I was sorry to read this morning of the death of Otto, Count Lambsdorff, the former German economics minister. I met him briefly last summer at the Beethoven Festival in Bonn, where he turned out, in visible discomfort, to share memories of his heady days in office.

He had been summoned into government in the summer of 1977 after one of the executives at the bank he directed was kidnapped and murdered by the Baader-Meinhoff terrorist gang. He recounted the events of that summer dispassionately – the late-night phone calls from Chancellor Helmut Schmidt, the handshake at a funeral, the urgent measures to curb radical violence and restore economic stability.

Lambsdorff was forced to resign in 1984 after his Free Democrats party was found to have taken undeclared donations from the Flick industries, but he remained a central figure in German life, negotiating the final phase of compensation to victims of the Nazi era.

What struck me about the man, apart from his beautiful suit and silver-topped cane, was the simplicity of his story, which he told as if it could have happened to anyone. There was nothing imposing or arrogant about him, though he was plainly not a shy man nor one to be trifled with. He seemed to regard his role in German history as incidental, something that just happened to him and left him feeling smaller in the scale of events rather than larger.

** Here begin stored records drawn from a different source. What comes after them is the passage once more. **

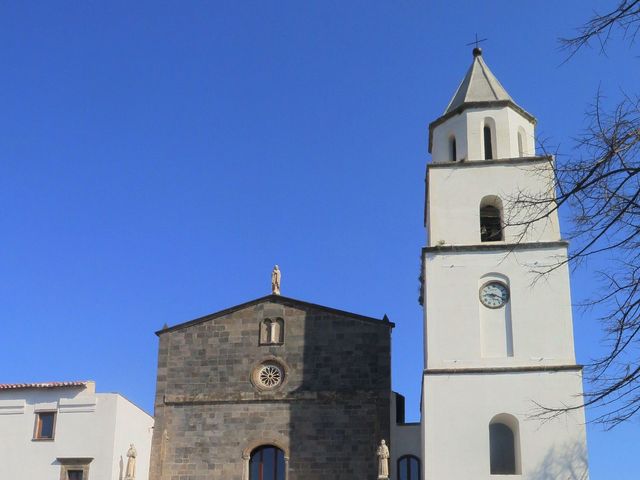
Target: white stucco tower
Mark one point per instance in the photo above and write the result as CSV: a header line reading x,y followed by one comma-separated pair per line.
x,y
498,338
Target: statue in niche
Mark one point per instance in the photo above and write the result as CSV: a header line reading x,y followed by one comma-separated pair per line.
x,y
275,281
131,463
383,461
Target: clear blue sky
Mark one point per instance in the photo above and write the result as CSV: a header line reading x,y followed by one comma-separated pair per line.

I didn’t get the impression that he was a humble man, but his acceptance of human limitations was distinctive and dignified in present times, when politicians presume and pretend to control everything. He understood music. Perhaps that helped him realise that all we can hope for in life is small islands of order in an ocean of chaos. 

One lunchtime last week as I masticated a lonely calory, BBC Radio 4 announced a discussion on the role of the critic. Ears pricked and finger on the button (they usually have game shows at this time), I attended with the appropriate acuity – only to find that the lineup consisted of a non-specialist critic, a book blogger and a tenured academic. I’d heard enough in ten minutes to switch off, walk upstairs and finish a book.

I’m past getting angry with the triviality of public media and would have forgotten the matter entirely had a facebook friend, a published author, not popped up later that day with a plug for the prog, triggering a discussion that drew in several well-scarred professionals. You may catch the programme here.

OK, let’s separate some issues: 

1 The crisis in criticism is not a simple equation of pro vs am. Bloggers have not usurped the role of print critic; at best – and some are pretty good – they have forced the professionals to work harder at their craft, which is no bad thing.

2 The crisis in criticism is a function of identity confusion. Who are critics? What are their standards? What should we expect of them? These criteria are rarely analysed, either in media or academia, and the result is that the critics we appoint in newspapers is often the one with the best one-liner.

3 In a shrinking media industry, critics are under increased pressures to see more, do more, think less. The resultant superficiality accelerates the existing crisis.

4 The internet demands ever-faster responses. That, too, is bad for reasoned criticism.

5 Pay for critics had dwindled to a pittance. Two UK national pay as little as £40 ($60) for a concert review. The correlation between remuneration and simians holds true.

What is needed in these circumstances is more public converasation and a great deal more clarity about the role of the professional critic. I have just kicked off a week of this kind of debate in Australia, which you can read here.

There is an inbuilt media reluctance to engage in navel gazing, a refusal to self-reflect which we justify by saying readers won’t be interested. But unless we strengthen and reinvent the critical function, an important check and balance on creative progress will be killed off and the arts future will be homogenised.

Have your say now, or lose another strand of freedom.